Understanding the Causes of Cardiac Arrest in Children

Causes of Cardiac Arrest in Children

Each year, more than 2,000 children and adolescents in the U.S. die from sudden cardiac arrest (SCA), also known as cardiopulmonary arrest. The condition is responsible for 3 to 5 percent of all deaths in children 5 and over, and 10 to 15 percent of deaths in infants. Cardiac arrest is typically perceived as something that affects older adults, but that is not the case. So, what causes cardiac arrest in children? More importantly, what can we do to prevent it?

Causes of Cardiac Arrest in Children

SCA in adults is typically the result of coronary artery disease or another condition that develops over a period of decades. In contrast, sudden cardiac arrest in children is often the result of an underlying pre-existing condition. Unfortunately, the condition is seldom diagnosed prior to the SCA event. Common causes of pediatric cardiac arrest include:

Pediatric cardiomyopathy

Pediatric cardiomyopathy is the number one cause of ​​SCA in children. Though rare (affecting about one out of every 100,000 children in the U.S. each year), it can be fatal if not treated promptly. Pediatric cardiomyopathy can manifest in symptoms like rapid breathing, dizziness, shortness of breath, irregular heartbeat, fainting, chest pain, fatigue, and abdominal swelling. Symptoms are often dismissed as cold, flu, or signs of asthma. Some children have no symptoms at all.

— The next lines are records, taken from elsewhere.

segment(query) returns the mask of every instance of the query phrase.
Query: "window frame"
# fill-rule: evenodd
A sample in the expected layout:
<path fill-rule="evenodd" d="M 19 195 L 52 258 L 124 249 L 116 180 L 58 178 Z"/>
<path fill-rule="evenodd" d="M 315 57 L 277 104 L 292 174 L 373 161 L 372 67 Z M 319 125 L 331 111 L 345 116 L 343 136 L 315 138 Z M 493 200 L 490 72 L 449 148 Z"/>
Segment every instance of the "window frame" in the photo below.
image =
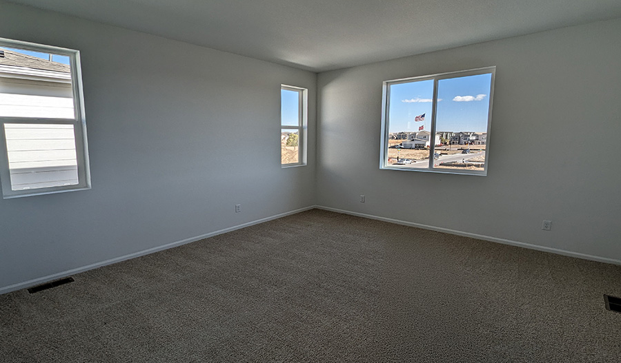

A pediatric cardiologist can pinpoint the condition using an echocardiogram (echo) and/or an electrocardiogram (EKG/ECG). The condition may be treated using diuretics and/or anticoagulants, and some children may require a pacemaker or implantable cardioverter defibrillator (ICD) to control irregular heartbeats.

Structural cardiac abnormalities

Numerous conditions fall under the umbrella of structural abnormalities, including coronary artery anomalies, Marfan syndrome, and certain postoperative repairs.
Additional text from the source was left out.